Ante la ansiedad, la preocupación, el agotamiento emocional ligado a los sucesivos encierros, la marcha se muestra como un remedio eficaz, sencillo y accesible para todos. El levantamiento de las restricciones de viaje a los 10 kilómetros es la oportunidad de volver a moverse, en un parque por una hora o en medio de la naturaleza por un período más largo. ¡Así que sal de tu casa y disfruta de la terapia de caminar!

Caminar calma la mente

Caminar nos permite ampliar nuestros horizontes ante los problemas de la vida. Al empujarnos a la acción, atenúa los sentimientos negativos, la rumiación mental: el ritmo sostenido de un pie delante del otro en ambientes naturales calma nuestras emociones y produce una profunda sensación de plenitud y armonía.

Nuestros miedos y nuestra ira tienden a centrarnos en nosotros mismos y hacernos perder el sentido de la realidad. El simple hecho de levantarse, de renunciar al encierro, de caminar afuera, permite salir de un pensamiento que da vueltas. Pocos pensamientos se resisten a caminar.

Caminar es bueno para la salud

Sabemos la importancia que tiene la actividad física en nuestra mente. Caminar también ventila el cuerpo. Tiene muchos beneficios para el corazón y la circulación sanguínea, para las articulaciones pero también para la digestión y la respiración. Ayuda a evacuar el estrés y limitar la tensión, a la vez que favorece el sueño.
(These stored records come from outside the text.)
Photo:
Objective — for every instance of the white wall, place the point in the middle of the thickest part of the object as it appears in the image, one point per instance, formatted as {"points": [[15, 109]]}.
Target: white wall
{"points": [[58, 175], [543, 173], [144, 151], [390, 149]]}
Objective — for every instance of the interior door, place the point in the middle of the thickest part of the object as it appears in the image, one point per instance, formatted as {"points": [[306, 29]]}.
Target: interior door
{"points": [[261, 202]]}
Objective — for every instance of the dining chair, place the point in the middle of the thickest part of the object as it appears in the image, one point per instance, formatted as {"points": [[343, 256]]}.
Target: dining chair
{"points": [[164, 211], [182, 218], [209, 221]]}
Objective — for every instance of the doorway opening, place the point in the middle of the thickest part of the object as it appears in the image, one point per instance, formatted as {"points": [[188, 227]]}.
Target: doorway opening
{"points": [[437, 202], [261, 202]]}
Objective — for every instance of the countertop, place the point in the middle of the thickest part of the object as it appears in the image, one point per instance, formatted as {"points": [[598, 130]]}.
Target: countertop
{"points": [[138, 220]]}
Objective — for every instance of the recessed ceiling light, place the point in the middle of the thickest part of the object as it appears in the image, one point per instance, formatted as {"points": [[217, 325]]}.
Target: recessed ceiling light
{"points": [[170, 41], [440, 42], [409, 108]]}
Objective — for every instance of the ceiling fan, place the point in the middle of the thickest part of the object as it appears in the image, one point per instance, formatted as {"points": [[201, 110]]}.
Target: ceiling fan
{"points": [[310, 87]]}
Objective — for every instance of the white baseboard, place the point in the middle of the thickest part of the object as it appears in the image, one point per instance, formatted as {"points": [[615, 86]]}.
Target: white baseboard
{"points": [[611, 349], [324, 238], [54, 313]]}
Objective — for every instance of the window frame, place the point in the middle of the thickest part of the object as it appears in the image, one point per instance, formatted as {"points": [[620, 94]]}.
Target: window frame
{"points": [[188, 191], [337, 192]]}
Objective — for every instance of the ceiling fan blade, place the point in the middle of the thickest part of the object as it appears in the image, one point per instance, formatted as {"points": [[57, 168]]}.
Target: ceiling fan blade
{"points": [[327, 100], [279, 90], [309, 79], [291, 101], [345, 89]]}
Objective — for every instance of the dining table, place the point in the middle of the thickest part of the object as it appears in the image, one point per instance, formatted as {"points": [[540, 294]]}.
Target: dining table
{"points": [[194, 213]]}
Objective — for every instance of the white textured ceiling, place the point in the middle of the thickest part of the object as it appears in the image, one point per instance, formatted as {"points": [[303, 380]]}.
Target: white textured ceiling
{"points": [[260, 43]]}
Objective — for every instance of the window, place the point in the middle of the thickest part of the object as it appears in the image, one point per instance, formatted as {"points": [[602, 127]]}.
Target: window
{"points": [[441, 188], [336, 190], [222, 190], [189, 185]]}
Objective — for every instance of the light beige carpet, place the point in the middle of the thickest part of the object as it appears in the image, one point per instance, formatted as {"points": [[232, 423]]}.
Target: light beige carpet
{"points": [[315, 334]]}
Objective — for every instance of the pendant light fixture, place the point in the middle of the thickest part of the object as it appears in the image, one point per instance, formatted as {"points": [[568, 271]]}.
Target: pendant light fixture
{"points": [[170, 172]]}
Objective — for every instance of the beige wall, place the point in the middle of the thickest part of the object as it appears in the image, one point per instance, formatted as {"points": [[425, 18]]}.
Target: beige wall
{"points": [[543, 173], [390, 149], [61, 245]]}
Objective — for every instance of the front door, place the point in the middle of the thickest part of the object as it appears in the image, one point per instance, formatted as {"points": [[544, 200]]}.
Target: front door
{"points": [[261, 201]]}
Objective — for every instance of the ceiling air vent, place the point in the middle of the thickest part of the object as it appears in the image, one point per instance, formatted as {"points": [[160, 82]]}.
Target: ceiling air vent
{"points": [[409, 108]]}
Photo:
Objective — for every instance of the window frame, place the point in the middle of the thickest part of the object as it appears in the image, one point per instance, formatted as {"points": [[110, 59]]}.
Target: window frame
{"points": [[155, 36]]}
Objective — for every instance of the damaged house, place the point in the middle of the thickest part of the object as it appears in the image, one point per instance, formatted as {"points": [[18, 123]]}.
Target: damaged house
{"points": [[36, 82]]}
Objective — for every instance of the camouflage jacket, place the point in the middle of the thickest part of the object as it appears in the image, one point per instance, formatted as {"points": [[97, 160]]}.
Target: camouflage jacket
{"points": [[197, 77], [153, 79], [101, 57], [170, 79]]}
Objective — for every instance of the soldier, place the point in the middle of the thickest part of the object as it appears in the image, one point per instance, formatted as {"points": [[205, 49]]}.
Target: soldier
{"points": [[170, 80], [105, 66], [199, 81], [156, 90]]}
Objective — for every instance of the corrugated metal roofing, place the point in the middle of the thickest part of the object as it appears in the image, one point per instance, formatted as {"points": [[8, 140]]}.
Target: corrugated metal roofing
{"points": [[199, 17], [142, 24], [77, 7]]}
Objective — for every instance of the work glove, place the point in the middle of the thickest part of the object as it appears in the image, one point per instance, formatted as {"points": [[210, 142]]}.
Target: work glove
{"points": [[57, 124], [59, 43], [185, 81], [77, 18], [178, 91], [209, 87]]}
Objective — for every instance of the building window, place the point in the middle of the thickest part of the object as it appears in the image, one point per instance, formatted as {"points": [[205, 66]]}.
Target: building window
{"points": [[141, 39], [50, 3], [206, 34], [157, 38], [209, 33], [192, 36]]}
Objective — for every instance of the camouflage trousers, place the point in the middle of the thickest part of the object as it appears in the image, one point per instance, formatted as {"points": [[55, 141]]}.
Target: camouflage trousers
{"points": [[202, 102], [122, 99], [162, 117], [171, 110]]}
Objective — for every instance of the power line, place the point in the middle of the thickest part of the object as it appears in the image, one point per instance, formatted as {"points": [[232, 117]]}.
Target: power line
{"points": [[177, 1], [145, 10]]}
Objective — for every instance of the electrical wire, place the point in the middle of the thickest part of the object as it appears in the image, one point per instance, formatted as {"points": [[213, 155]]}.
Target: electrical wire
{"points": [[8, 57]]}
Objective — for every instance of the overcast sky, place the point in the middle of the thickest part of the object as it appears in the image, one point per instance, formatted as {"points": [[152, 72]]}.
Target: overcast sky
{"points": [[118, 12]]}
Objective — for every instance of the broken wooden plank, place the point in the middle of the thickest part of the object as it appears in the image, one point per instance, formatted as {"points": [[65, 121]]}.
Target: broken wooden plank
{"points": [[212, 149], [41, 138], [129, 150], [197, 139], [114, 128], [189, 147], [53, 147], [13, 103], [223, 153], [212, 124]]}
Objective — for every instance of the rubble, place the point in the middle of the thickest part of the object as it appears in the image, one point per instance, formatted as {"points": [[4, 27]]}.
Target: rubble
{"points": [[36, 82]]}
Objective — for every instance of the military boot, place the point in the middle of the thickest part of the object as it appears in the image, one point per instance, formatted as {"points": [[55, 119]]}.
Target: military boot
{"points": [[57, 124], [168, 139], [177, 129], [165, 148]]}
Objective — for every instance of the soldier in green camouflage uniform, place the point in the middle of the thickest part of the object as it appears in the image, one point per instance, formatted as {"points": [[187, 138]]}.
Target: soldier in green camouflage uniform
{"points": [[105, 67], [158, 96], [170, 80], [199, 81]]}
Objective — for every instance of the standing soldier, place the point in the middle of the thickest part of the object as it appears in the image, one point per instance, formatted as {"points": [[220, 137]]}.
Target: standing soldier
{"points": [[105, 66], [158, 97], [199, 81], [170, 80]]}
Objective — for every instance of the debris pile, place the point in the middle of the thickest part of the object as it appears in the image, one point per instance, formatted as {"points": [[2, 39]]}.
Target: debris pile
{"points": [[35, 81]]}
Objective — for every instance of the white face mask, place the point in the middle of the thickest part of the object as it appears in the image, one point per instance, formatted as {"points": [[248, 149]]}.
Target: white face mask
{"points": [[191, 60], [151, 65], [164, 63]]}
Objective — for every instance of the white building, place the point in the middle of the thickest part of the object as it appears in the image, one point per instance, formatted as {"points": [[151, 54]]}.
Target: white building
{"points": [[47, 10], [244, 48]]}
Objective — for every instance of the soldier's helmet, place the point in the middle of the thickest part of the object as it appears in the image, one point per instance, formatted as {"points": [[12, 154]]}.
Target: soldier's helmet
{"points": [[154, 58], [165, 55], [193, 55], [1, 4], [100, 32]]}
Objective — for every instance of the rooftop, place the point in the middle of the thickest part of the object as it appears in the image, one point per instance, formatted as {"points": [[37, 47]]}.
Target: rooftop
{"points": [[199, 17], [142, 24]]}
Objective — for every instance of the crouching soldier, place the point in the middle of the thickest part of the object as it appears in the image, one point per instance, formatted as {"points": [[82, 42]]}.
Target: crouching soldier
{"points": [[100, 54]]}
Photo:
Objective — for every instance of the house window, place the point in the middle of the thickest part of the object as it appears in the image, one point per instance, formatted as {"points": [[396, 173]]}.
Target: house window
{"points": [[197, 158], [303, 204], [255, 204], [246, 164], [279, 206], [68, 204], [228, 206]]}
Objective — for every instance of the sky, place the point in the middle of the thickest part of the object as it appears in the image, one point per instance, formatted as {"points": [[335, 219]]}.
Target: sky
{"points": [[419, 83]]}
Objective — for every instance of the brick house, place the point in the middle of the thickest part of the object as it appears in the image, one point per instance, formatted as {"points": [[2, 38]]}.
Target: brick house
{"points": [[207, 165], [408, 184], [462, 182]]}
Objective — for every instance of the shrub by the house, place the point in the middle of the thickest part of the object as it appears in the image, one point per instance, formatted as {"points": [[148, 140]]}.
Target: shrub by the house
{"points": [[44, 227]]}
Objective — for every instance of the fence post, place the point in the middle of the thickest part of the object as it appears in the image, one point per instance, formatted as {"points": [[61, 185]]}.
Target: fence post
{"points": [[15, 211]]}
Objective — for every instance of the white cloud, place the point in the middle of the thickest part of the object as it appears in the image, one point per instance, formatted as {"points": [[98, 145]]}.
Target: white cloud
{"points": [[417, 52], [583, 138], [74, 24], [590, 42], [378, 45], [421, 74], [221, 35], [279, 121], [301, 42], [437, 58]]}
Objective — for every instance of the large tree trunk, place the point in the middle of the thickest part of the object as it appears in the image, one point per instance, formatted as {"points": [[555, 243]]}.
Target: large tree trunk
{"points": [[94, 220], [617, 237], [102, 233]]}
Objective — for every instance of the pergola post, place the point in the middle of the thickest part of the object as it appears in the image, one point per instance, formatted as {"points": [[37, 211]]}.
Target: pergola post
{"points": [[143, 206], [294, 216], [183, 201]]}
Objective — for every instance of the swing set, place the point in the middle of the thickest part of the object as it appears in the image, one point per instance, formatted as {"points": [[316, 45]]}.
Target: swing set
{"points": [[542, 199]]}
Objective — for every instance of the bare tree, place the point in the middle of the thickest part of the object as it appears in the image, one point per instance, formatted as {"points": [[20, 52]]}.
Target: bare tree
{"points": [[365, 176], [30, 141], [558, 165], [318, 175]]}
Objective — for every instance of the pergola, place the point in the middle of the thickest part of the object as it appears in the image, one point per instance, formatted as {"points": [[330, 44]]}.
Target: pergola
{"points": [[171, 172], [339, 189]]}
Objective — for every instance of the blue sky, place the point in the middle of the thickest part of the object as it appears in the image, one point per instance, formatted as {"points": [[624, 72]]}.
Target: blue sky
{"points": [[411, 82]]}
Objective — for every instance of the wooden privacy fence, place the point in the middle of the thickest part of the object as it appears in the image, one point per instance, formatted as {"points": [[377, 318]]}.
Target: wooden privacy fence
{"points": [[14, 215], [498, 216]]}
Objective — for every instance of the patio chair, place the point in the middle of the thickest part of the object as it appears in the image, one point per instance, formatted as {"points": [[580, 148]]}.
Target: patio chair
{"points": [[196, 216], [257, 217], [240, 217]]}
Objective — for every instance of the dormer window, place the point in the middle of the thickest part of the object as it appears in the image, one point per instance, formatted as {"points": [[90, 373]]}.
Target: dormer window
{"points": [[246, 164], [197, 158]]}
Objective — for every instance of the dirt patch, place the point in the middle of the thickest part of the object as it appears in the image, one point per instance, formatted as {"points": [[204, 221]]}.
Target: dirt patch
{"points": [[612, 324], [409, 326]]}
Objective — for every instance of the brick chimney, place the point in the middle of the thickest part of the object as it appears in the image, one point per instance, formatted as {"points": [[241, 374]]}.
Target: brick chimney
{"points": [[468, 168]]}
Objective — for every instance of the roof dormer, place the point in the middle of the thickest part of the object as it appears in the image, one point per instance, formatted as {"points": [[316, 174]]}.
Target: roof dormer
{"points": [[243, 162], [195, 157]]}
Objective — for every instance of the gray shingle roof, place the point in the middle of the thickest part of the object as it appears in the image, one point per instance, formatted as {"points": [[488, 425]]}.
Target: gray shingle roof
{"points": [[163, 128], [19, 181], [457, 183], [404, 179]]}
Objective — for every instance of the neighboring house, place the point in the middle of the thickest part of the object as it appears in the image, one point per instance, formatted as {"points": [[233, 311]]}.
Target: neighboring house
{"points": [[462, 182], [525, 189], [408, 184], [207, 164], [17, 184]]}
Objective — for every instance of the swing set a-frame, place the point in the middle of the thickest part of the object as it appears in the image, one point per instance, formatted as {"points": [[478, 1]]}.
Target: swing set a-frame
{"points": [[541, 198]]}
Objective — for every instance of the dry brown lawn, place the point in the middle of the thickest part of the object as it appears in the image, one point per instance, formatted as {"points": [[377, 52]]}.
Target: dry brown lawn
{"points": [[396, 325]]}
Caminar es genial para recargar

Caminar nos pone en movimiento, lo que libera endorfinas. Caminar en la naturaleza puede así reducir los estados de ansiedad e incluso generar una mejor autoconciencia, permitiéndonos redescubrir nuestra pulsión de vida, nuestros deseos y nuestras necesidades profundas. En esto, caminar aporta más claridad y permite al menos respirar, incluso encontrar una solución que en un principio no habíamos pensado. Esta práctica es entonces como una reprogramación, como si fuéramos más fructíferos y nos renováramos poniendo un pie delante del otro.

El primer libro de Julien Charles, «Compostelle Therapy», será publicado por Ediciones Larousse el 12 de mayo.